Dólar abre em leve alta, reage a dados do PCE e PIB dos EUA e ao alívio externo após recuo de 1,13% e novo recorde do Ibovespa, veja os números

Com o dólar sensível ao PCE adiado, ao PIB final e a sinais externos, investidores avaliam impacto das decisões de Trump e a migração de recursos para emergentes

O mercado abriu com o dólar em leve alta, em movimento atento aos indicadores econômicos dos Estados Unidos e a sinais de alívio no cenário internacional.

Na abertura da sessão desta quinta-feira, a moeda avançou 0,03%, cotada a R$ 5,3213, enquanto o principal índice da bolsa brasileira se prepara para abrir o pregão.

Na véspera, a moeda americana recuou 1,13%, a R$ 5,3196. Já o Ibovespa encerrou com alta de 3,33%, o maior ganho diário desde abril de 2023, chegando aos 171.817 pontos, conforme informação divulgada pelo g1.

Abertura do dia e números

O dólar começou a sessão cotado a R$ 5,3213, avanço de 0,03% na abertura, depois de recuar fortemente na véspera.
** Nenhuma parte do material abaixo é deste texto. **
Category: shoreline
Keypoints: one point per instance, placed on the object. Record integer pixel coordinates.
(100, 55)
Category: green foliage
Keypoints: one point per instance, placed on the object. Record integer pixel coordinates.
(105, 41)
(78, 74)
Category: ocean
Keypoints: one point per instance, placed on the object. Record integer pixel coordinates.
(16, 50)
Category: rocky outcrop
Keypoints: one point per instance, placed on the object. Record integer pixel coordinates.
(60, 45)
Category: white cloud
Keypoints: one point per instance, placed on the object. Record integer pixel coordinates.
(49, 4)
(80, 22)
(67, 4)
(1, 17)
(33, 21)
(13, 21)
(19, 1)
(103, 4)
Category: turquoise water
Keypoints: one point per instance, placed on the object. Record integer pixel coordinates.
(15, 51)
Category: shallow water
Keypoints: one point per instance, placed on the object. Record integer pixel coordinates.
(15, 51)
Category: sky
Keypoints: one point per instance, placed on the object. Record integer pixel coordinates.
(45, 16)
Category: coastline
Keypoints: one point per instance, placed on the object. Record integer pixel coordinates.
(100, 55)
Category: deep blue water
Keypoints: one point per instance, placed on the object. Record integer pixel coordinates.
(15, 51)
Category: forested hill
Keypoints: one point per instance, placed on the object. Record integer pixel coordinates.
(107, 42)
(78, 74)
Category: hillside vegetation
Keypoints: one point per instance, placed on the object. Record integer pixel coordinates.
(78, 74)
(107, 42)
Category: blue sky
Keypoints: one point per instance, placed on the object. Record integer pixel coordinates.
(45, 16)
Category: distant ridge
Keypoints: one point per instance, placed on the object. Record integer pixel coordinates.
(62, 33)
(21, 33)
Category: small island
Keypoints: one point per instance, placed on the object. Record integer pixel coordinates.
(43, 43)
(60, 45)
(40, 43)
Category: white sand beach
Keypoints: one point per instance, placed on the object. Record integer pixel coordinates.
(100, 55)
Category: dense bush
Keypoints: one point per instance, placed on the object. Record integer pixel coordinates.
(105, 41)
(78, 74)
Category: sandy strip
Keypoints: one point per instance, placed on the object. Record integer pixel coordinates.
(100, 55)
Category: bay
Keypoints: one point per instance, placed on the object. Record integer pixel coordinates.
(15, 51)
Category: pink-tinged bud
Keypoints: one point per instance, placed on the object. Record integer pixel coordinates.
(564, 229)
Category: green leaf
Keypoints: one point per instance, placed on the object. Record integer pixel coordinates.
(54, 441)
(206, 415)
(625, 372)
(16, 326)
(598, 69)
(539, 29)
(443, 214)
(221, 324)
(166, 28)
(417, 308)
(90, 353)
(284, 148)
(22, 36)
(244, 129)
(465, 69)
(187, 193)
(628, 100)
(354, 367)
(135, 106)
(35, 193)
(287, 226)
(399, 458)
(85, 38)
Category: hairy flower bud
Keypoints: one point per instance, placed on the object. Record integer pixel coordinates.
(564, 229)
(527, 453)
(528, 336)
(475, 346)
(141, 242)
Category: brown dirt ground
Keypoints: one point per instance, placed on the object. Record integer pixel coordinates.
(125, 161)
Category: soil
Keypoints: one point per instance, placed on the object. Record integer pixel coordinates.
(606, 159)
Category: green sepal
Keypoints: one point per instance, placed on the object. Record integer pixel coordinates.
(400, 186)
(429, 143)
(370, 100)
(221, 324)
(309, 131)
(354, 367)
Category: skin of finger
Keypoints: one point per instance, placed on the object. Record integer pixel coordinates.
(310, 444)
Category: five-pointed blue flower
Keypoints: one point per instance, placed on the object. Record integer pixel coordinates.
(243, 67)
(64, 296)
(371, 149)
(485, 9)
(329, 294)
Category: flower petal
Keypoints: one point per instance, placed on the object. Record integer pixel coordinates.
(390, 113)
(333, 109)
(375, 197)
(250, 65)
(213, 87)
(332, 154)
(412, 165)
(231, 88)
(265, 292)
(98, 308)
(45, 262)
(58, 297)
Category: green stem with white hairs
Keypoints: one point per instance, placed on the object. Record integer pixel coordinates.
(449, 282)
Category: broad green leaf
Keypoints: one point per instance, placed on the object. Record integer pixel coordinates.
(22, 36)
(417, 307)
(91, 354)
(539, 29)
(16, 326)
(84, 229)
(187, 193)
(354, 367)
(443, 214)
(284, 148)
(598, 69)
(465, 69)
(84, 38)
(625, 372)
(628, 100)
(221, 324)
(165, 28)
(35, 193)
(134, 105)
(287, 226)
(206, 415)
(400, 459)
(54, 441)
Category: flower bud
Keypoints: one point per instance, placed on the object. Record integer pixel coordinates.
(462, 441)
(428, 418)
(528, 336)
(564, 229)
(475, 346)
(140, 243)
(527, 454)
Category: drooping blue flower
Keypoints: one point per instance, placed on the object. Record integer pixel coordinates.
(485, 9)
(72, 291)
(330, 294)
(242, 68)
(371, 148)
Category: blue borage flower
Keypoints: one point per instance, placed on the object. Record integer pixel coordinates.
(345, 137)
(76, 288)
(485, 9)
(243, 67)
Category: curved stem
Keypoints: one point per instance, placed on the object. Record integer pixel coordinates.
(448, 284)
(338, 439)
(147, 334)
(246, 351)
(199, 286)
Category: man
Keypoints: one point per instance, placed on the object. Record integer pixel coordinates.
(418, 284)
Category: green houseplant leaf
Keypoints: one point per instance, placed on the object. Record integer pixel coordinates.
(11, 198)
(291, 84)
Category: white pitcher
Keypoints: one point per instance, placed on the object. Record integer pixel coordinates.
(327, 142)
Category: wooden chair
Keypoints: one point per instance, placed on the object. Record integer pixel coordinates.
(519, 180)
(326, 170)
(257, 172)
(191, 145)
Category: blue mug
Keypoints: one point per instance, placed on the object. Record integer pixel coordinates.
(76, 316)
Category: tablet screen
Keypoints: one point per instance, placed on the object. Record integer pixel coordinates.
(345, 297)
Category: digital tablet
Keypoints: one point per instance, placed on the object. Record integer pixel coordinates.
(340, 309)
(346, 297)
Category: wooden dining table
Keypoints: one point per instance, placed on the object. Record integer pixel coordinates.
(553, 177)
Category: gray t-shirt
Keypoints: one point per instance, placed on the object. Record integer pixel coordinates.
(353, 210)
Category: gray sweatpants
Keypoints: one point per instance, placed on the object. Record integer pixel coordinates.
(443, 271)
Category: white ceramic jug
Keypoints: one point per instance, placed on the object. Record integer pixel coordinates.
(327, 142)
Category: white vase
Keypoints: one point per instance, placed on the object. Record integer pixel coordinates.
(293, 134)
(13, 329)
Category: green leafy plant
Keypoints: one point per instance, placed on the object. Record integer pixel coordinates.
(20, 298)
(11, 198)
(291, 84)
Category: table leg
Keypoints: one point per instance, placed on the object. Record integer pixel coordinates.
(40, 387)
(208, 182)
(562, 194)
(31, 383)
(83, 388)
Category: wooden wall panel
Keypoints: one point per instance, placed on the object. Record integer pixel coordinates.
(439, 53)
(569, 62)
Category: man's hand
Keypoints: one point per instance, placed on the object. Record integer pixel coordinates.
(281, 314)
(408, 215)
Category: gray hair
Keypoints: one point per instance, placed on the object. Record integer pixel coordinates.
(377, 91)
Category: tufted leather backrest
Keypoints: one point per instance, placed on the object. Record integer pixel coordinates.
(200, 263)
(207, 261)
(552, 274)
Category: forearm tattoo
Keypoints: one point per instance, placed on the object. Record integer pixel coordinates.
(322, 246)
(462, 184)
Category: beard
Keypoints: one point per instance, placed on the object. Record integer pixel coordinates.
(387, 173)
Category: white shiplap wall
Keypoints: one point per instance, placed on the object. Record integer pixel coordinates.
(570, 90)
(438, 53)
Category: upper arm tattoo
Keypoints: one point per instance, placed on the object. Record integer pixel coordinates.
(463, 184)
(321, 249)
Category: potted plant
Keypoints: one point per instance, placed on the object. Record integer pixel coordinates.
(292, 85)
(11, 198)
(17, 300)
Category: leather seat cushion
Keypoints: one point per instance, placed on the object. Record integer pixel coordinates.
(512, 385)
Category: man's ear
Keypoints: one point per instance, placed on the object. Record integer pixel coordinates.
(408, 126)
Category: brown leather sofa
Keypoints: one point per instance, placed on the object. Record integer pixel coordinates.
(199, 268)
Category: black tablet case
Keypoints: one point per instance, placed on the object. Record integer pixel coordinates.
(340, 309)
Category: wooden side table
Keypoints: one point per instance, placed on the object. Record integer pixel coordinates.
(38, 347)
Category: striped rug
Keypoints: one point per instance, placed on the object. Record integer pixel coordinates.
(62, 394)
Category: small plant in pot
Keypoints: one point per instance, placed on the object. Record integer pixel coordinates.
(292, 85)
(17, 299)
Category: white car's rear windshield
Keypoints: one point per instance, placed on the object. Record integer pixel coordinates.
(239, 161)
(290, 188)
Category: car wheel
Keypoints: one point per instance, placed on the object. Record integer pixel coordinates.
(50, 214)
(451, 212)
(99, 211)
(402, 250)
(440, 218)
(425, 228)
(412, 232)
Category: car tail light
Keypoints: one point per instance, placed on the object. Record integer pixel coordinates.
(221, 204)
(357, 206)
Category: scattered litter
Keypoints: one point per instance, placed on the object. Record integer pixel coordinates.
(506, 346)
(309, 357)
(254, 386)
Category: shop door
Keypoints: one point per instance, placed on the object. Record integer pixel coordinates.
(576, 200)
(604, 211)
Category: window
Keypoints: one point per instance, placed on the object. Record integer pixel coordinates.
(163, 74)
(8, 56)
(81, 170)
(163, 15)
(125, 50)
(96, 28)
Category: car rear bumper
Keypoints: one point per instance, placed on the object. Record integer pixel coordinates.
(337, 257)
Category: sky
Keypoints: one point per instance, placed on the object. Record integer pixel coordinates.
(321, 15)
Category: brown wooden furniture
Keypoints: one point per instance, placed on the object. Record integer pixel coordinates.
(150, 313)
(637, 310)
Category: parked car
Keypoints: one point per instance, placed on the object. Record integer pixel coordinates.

No Brasil, o Ibovespa teve desempenho excepcional no pregão anterior e bateu um novo recorde de fechamento.

Dados divulgados na cobertura trazem ainda os acumulados de curto prazo, apresentados assim, exatamente como na fonte original:

Acumulado da semana: -0,98%;Acumulado do mês: -3,08%;Acumulado do ano: -3,08%.

Acumulado da semana: +4,26%;Acumulado do mês: +6,64%;Acumulado do ano: +6,64%.

Agenda americana e influência sobre o dólar

Nos Estados Unidos, os investidores acompanham a divulgação do PCE de novembro, indicador de inflação utilizado pelo Federal Reserve. A publicação foi adiada devido ao shutdown que terminou em novembro, após 43 dias de paralisação do governo.

Ainda na agenda americana, o país divulga a leitura final do Produto Interno Bruto do terceiro trimestre, com expectativa de crescimento anualizado de 4,3%, além dos dados semanais de pedidos de auxílio-desemprego.

Esses números são monitorados com atenção porque guiam expectativas sobre juros e inflação, e portanto influenciam diretamente o preço do dólar frente ao real.

Cenário externo e recuo de tensões

As bolsas globais operaram em alta após o presidente Donald Trump descartar o uso de força militar para anexar a Groenlândia e suspender tarifas que seriam impostas a oito países europeus, reduzindo a percepção de risco nos mercados.

No texto publicado pelo próprio Trump, ele afirmou, entre outros pontos, “Com base em uma reunião muito produtiva que tive com o secretário-geral da Otan, Mark Rutte, formamos a estrutura de um futuro acordo relacionado à Groenlândia e, na prática, a toda a região do Ártico”.

Reações de autoridades europeias ponderaram a declaração, com a primeira-ministra da Dinamarca, Mette Frederiksen, dizendo que “não houve negociação com a Otan ontem sobre soberania” e a porta-voz da organização, Allison Hart, afirmando, “O secretário-geral não propôs qualquer compromisso em relação à soberania durante sua reunião com o presidente em Davos”.

Como interpretar para investidores

O movimento de queda do dólar e a alta do Ibovespa na sessão anterior refletem combinação de fatores: dados econômicos americanos que podem ser menos pressionadores de juros, e menor risco geopolítico momentâneo.

Em Wall Street, o sentimento também melhorou, com altas nos principais índices, o que ajudou a deslocar recursos para mercados emergentes e contribuiu para o rali do Ibovespa, levando à máxima intradia e ao fechamento em nível recorde.

Para quem opera no curtíssimo prazo, decisões sobre posicionamento em dólar precisam considerar a agenda de indicadores dos EUA, as declarações de autoridades globais e a direção do fluxo para ativos de risco, pois esses elementos seguirão determinando a volatilidade da moeda.